Love is a gift from God….
Francis’s breath released in a quiet sigh of wonder. It was as if the words had somehow formed themselves just for him. The same words he’d said a million times in his life, but this time he understood them.
Love is a gift from God.
He knew the doctrine of his faith would call his love for Madelaine a sin, but Francis had never been able to believe that. Breaking vows, yes, that was a sin; but the simple, singular act of loving? He’d never believed that his precious God would deem it such. It was His gift to us, His ultimate blessing.
Madelaine wasn’t his lover; he’d never truly thought of her that way. She was his love. As was Lina—his precious, precious Lina—and Angel.
Angel. He thought of his brother, and as he did, a thousand remembered images sprang to his mind. At first they were the usual memories—the ones that had hurt at the time and kept on hurting, the ones that Francis could never quite get rid of. Their mother, getting nine-year-old Angel drunk and beating him up, locking him up in that dark closet until he promised to be as good as his brother. And the words, always the words, spoken to Angel in that gravelly, slurred voice, I shoulda had an abortion.
Francis had always tried to change what couldn’t be changed. So many nights he’d held his bruised baby brother in his arms and cried to his God, his own trembling voice begging for help. Then, one day, Angel stopped reaching for his big brother, and that had been the most painful time of all. Francis had seen the dawning suspicion in Angel’s eyes, the question that lurked there—why? those green eyes had asked. Why am I so different?
But Angel had never asked the question aloud, and Francis had never found an answer. So they went on, living side by side in that crappy little trailer, pretending to be brothers, when, with every passing day, they were becoming only strangers.

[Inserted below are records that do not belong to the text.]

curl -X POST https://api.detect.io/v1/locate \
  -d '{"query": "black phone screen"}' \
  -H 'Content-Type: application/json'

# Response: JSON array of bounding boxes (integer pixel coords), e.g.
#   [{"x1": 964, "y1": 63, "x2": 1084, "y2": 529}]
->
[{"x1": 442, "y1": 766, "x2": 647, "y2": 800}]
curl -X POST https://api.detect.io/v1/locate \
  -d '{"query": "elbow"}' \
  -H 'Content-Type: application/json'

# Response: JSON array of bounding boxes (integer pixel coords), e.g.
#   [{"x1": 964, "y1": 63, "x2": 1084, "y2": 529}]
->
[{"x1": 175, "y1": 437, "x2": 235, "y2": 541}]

And Angel—Angel had become what his mother had predicted he would become—a hell-raising, shit-kicking kid who didn’t care about anything, especially himself.
There had only ever been two people who believed in Angel—Francis and Madelaine—and Francis had let him down. All those years he’d let their mother terrorize Angel, and he’d stood by, unable to do anything. He’d watched as the goodness was slowly, systematically ripped from his brother’s soul.
And he’d done it again, just last week. He’d gone to the hospital, seen his baby brother lying in that narrow bed, and done nothing; he’d let the past swirl around them, just opened that damned door and let their mother’s ugly spirit in. Francis wasn’t a kid anymore and he wasn’t impotent. This time he could be the protector he should have been before. Maybe he could even give his little brother a reason to stay.
Believe in the road.
Angel coming back, now after all these years … Lina asking the question that had been unasked for so long … It had to mean something.
Francis could make it mean something. He could redeem himself in the eyes of God, and in his own eyes. He could rectify the mistakes he and Madelaine had made, and those that were his alone.
He rose to his feet and went to the window. He imagined himself standing in the midst of that rainy darkness, wanting to believe in the road beneath him. His heart was beating so quickly, he could hear it thudding in his ears. Please God, show me the way.
Suddenly he found it, the courage he’d been searching for his whole life. It was there in his heart, heating him like that last burning coal in the midst of a black, dead fire.